We spent the little time we had with him, giving him a lifetime’s worth of love in what seemed like only moments, and then said goodbye. After something like this, you’d expect a person to say it was all a blur, but the reality is I remember every moment of this time with such painful clarity. I wish so terribly it could have been longer, but I suppose that is what dreams are for.
I wish there was a way to remember every single detail of a dream – the good ones anyway. Whenever I wake up from a dream I want to remember, I close my eyes and try to will my mind to go back to whatever corner of my brain it was created in. I always hope to squeeze just a few more seconds out of it and have a piece of it to hold on to forever.
One of the things I remember most about my experience at the hospital that first night after I’d had Jack and he’d passed away was the sheer terror I had about falling asleep. I was just so afraid of the dreams or nightmares I’d have. Thankfully, for the next few nights, I dreamt of nothing. I truly believe the mind is a very powerful thing and mine was protecting me from anything that could hurt me any further.
For a few weeks I would stay awake through the night, avoiding going to sleep, nervous about what was waiting for me. Part of me was relieved when there were no dreams, and another part was so desperate to see my baby that I would settle for whatever I could get.
When a dream finally did come, it met the expectations I had in terms of the heartbreak that came with it. I dreamt that the doctors had made a mistake. Everything was happening as it had actually happened at the children’s hospital. They told me Jack had passed and gave him to me as soon as the surgery was over, except that he yawned; he was breathing. I was screaming to anyone that would listen that he was alive, they’d been wrong. I was so happy and so relieved.
Those feelings had been so real to me that when I opened my eyes I was so confused. I thought maybe I had woken up to feed him or that the whole ordeal had just been a god-awful pregnancy dream – those can be intense. When I got my wits about me and realized I had just been dreaming, that my son had in fact died, it awoke the feral beast in me. I cried again in a way most people can’t imagine. After that, I didn’t sleep again for days; if I did, it was for less than an hour at a time. For days I thought of that dream. I wouldn’t let go of it. I couldn’t.

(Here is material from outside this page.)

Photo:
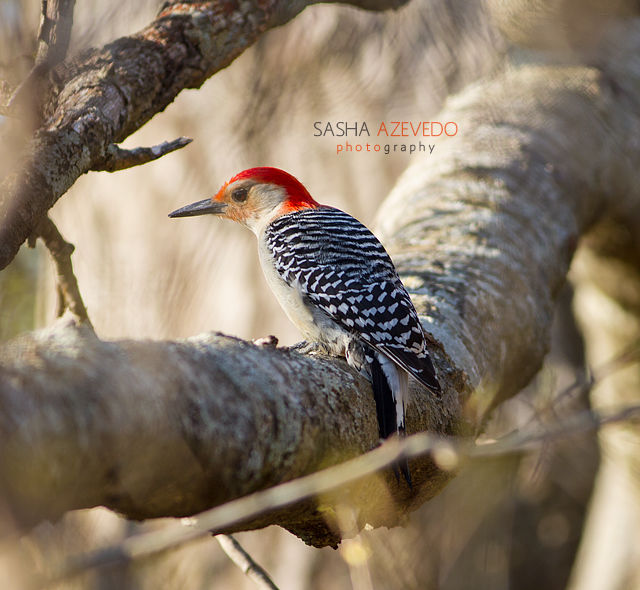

There have been a few more like that over that last few months, but not many. Last night, I dreamt of him again. When I woke up this morning my heart hurt. I felt the loss all over again. All day I felt so sad. I felt so angry that this is how my life will be for the foreseeable future, so desperately wanting to wake up from this bad dream. Like I do whenever I feel like this, I talked to my husband. I cried as I told him about the dream, and he didn’t tell me not to cry. But he did say something that I thought about the rest of the day. He said that maybe I need to look at these dreams in a different way. Look at them as a chance to see Jack.
We aren’t able to curl up on the couch or nap together like I did when Kennedy, my 3-year-old daughter, was an infant, so Jack Holden meets me in my dreams. And every so often, when my heart seems to call out for him the loudest, I dream of the little boy I miss so badly.
One of the hardest parts about dreams like this is that no one really wants to hear you talk about them. It’s too uncomfortable for people that have no experience with losing their child they so desperately wanted to know. And so you keep them to yourself for the most part, though these are the only times you can visit with this precious little person you literally, physically ache for. But during those sleepless nights, or moments you awaken and realize all over again what you’ve lost, maybe find a tiny sliver of solace knowing there is at least one mama out there who is with you on this long and difficult journey of the grieving mother.